Large language AI models are notorious for crashing or slowing down during lengthy human-AI dialogues, posing a major barrier to the effective use of chatbots in many applications. Now, a team of researchers from MIT and other institutions propose a novel solution – by modifying the key-value cache, or the ‘conversation memory’, they improved the chatbots’ ability to handle extensive discourse without failing.
The researchers noticed a specific issue with the key-value cache. In traditional large language models, if a cache has to retain more data than it has capacity for, the oldest pieces of data are expelled. That, quite often, leads to the failure of the model. To fix this issue, the researchers developed a method called StreamingLLM that allows the first few data points in the cache to remain, thereby enabling the model to maintain functionality even when its capacity limit is breached.

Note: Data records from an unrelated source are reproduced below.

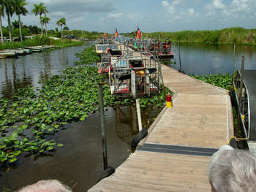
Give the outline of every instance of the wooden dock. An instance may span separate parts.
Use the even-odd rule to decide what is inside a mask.
[[[211,191],[211,155],[233,135],[227,91],[162,65],[176,93],[136,151],[89,191]]]

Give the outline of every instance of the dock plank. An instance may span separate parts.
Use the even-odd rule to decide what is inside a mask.
[[[138,151],[89,191],[209,191],[206,173],[209,159]]]
[[[137,54],[138,55],[138,54]],[[233,135],[227,91],[162,65],[165,86],[176,93],[139,143],[219,148]],[[209,157],[136,150],[89,191],[211,191]]]

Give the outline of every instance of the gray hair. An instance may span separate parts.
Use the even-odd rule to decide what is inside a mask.
[[[217,192],[256,191],[256,158],[249,151],[221,147],[211,158],[207,174]]]
[[[72,192],[66,185],[56,180],[40,180],[17,192]]]

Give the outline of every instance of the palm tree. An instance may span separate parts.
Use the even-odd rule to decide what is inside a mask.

During a lengthy dialogue, StreamingLLM can allow a language model to operate efficiently even with a conversation of over 4 million words. It operates up to 22 times faster than other methods that try to avert crashing by recalculating parts of past discussions repeatedly. This capability could improve AI assistants’ effectiveness in handling various tasks, such as copyediting and generating code, throughout the whole day without necessitating reboots.

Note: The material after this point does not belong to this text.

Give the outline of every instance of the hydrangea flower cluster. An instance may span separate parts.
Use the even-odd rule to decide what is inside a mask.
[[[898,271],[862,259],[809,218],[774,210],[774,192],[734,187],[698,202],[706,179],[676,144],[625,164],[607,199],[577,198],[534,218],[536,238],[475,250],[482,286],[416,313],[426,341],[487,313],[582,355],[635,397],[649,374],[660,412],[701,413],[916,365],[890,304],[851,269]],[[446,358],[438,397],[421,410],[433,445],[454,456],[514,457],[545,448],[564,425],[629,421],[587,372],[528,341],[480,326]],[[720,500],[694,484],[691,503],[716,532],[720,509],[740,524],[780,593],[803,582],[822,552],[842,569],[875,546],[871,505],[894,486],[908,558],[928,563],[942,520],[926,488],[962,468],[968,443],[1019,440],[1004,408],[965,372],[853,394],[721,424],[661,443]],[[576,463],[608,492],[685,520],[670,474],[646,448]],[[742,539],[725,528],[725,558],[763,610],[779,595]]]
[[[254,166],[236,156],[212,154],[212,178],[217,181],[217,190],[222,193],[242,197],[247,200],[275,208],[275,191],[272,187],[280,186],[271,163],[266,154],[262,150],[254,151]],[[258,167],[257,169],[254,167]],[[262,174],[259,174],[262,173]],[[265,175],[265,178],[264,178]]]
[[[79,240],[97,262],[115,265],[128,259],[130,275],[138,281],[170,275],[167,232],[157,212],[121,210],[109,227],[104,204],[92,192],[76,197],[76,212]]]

In large language models, various data forms, such as words in a user query, are transformed into representations called ‘tokens’. These tokens are stored in memory, or KV Cache, and used later to generate new context. However, when the cache gets overly large, the attention map, which indicates how strongly each token relates to the others, becomes too big and slows down computation.
For the method to work, the researchers discovered that the positional encoding of each token must remain the same, even as new tokens are added and old ones are bumped out. They also found that having four attention sink tokens – the first tokens in the sliding cache – yields optimum results.

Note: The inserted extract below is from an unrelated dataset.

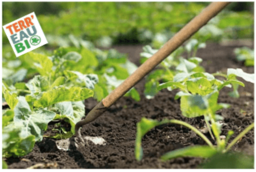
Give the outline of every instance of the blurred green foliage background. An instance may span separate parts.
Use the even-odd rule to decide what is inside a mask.
[[[252,38],[253,3],[232,3],[194,37],[214,41]],[[100,46],[148,43],[156,40],[164,42],[164,37],[168,40],[209,4],[4,2],[3,24],[34,12],[47,39],[50,40],[49,43],[53,44],[52,42],[61,41],[60,36],[70,35]],[[8,42],[3,32],[3,43]]]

StreamingLLM has already proved to be significantly more cost-effective and faster than other methods. For example, at a cache size of 4,096 tokens, a recomputation-based method took 1,411 milliseconds to process a new token, while StreamingLLM needed only 65 milliseconds. The method has been incorporated into NVIDIA’s large language model optimization library, TensorRT-LLM.
Despite the success, the model currently cannot remember words not stored in the cache. Future research is planned to overcome this limitation.